The pursuit of sadness
Have you ever experienced such a feeling that by each passing moment it feels like something is terribly missing? Something isn’t right. Have you ever faced this miserable –sinful feeling that everyone around you is in a situation just because of you.
I am in such a phase for the past few days. I know I am committing a crime. It’s only my musing power that has gone beyond its acceptable limit and is the culprit of my pitiful condition. I prefer to remain silent, full of self guilt, confused, in a state of emptiness, hopelessness.. ..Simply sad (you can imagine any bollywood movie scene) losing my beautiful life’s battle to my worries and fear. It’s so easy to fall into feelings of despair.

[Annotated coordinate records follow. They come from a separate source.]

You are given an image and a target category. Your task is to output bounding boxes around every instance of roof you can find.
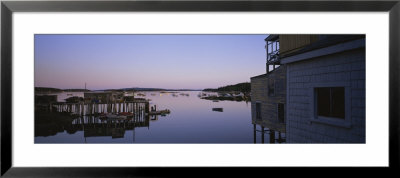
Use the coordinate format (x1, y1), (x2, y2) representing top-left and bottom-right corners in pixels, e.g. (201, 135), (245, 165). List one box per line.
(281, 35), (365, 64)
(265, 34), (279, 41)
(280, 35), (365, 59)
(250, 74), (268, 79)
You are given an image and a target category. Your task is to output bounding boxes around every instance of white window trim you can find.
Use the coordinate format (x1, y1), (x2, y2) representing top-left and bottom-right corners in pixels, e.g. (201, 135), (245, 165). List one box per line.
(255, 101), (263, 121)
(309, 82), (352, 128)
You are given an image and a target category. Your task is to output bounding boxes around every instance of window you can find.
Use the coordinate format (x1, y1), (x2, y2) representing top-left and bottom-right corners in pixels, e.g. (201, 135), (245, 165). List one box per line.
(256, 103), (261, 120)
(315, 87), (345, 119)
(278, 103), (285, 123)
(268, 79), (275, 96)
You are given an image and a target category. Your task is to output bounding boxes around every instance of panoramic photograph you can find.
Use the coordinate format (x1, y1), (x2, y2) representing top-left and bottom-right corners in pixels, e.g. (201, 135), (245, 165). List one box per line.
(34, 34), (366, 144)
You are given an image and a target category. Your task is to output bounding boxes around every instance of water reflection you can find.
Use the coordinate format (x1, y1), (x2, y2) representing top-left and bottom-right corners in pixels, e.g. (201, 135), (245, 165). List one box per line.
(35, 91), (264, 143)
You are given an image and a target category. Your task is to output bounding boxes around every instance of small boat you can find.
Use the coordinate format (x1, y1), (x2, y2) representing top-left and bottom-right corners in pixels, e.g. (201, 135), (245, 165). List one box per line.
(148, 109), (171, 115)
(118, 112), (133, 117)
(103, 114), (127, 119)
(212, 108), (224, 112)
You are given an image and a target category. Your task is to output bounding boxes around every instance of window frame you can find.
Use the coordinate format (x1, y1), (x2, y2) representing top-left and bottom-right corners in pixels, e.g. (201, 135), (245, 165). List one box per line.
(309, 82), (351, 128)
(267, 78), (276, 96)
(276, 103), (286, 124)
(255, 101), (262, 120)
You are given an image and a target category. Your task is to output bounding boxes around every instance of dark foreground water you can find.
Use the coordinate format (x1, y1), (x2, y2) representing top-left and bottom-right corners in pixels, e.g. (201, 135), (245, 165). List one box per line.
(35, 91), (284, 143)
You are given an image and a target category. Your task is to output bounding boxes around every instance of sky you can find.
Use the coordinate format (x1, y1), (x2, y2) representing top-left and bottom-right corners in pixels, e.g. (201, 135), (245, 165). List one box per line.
(34, 34), (268, 90)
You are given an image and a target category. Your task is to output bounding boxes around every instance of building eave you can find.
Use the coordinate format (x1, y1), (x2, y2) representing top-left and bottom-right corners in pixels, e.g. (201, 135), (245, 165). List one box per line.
(281, 38), (365, 64)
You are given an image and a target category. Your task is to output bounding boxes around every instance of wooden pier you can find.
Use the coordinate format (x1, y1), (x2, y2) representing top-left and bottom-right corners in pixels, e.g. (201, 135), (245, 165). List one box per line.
(50, 100), (150, 116)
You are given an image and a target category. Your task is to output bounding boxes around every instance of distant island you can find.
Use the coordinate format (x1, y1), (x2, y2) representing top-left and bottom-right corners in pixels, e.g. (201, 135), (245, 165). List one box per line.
(199, 82), (251, 101)
(35, 87), (201, 93)
(102, 87), (201, 91)
(35, 87), (90, 93)
(203, 82), (251, 93)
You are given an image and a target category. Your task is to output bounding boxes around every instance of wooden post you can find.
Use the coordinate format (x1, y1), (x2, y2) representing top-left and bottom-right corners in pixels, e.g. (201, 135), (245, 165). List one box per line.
(144, 102), (150, 113)
(253, 124), (257, 144)
(261, 126), (265, 143)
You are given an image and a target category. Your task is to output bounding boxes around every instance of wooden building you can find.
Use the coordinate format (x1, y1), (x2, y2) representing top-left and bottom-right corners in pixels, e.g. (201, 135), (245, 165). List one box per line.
(279, 35), (365, 143)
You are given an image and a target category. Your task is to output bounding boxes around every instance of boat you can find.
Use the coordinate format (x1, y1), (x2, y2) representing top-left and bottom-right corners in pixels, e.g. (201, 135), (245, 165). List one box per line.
(148, 109), (171, 115)
(100, 113), (127, 120)
(212, 108), (224, 112)
(118, 112), (133, 117)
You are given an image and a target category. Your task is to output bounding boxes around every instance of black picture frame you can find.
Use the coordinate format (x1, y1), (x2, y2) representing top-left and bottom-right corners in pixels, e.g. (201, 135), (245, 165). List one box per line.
(1, 0), (400, 177)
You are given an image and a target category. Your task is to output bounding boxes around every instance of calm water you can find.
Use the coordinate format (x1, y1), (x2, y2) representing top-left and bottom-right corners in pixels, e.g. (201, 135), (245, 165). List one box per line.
(35, 91), (276, 143)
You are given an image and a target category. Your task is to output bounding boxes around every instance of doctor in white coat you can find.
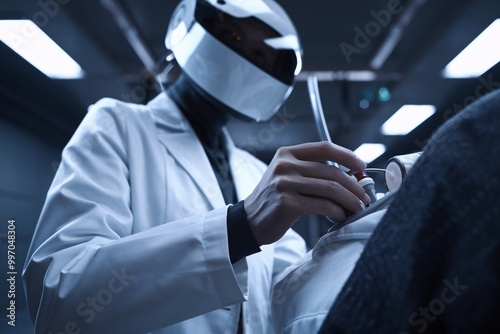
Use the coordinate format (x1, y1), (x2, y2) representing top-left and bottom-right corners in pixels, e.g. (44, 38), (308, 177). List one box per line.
(23, 0), (369, 334)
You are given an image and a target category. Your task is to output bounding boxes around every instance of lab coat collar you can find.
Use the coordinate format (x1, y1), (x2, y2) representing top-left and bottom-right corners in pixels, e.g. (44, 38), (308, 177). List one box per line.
(148, 93), (228, 209)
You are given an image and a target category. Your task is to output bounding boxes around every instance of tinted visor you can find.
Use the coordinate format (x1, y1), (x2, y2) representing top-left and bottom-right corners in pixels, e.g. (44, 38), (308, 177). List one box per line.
(195, 0), (297, 85)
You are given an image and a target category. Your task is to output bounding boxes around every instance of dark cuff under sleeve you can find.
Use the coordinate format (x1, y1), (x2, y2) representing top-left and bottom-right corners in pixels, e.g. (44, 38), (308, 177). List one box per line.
(227, 201), (260, 263)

Why am I like this…One day I am so cheerful and happy like a sunshine, the other day sad, crying, despair ? (cut short chinta mani)
Sadness and happiness are two relative words (oh come on everybody knows this, what’s new?) .We , homosapiens! Always try to protect ourselves from sadness, run away from the things that have the potential to hit back at us, make us feel as if we are powerless to change these circumstances. It’s an irony; we worry and fear for things that make us happy. We remain in doubt whether they will happen. Why don’t we simply make them happen?
It’s our time, It’s our life, we can do what we like, for the price of a smile, why do we cry?
“You cannot protect yourself from sadness without protecting yourself from happiness.”
I love drama. I am in love with life and have full of emotions. I am a genius of sadness, can immerse myself deeply into it, can separate numerous strands. I am a prism through which sadness could be divided into its infinite spectrum. I am sad; at times I am like this.
Am I sad? Am I in pain? Yes I am. I should be rather grateful, I feel alive . Else , its just work all day, moving from one task to the other . I should be happy, I am alive as a human not a machine. I got a reason to celebrate myself and take a break.
Life is a perfect balance. (Thee has designed it like this way, and how come He can go wrong!) There are two beams which depict two phases of our life in a cyclic way. At a given point of time, only one is heavier.
As per my observations (I haven’t lived even half of average life boosted by experts) One beam is for feelings of joy, confidence, strong self esteem and feeling on cloud 9. Another beam is for despair, a lack of finding meaning/answer/purpose of life. Sometimes walking back home I realize how miraculous is the feeling of being alive and blessed with what a wonderful gift –Life , the most undefined , unwritten , unpredicted and unknown. There are days when the same path let me wonder about the disasters in an instant ! Money, health, relationships, friends everything (surprisingly, they all go off track together) act like a black hole; pulling me to their indefinite depth and making me lost to nowhere.
In midst of such circumstances we curse God, ‘where is HE while all this is happening to me? ‘ How many of us have actually got the answer ? The same beautiful, precious Life seems to be a brutal struggle.
There is one more characteristic of Life – it’s uncertain. We often tend to forget this. It’s our mistake not His.
Sometimes we do not achieve what we set out to do, or something we have had or achieved is taken from us. When the world about us changes, particularly if it is sudden or dramatic, we must adapt to everything. The world is then not what we thought. We are not what we thought we were.. The old picture has been taken away, the old world we knew that gave us comfort is gone, there is no choice but to form a new world, a new picture of how we think things are.
Stay Happy , keep smilling 🙂
PS : “Don’t be ashamed to weep; ’tis right to grieve. Tears are only water, and flowers, trees, and fruit cannot grow without water. But there must be sunlight also. A wounded heart will heal in time, and when it does, the memory and love of our lost ones is sealed inside to comfort us.”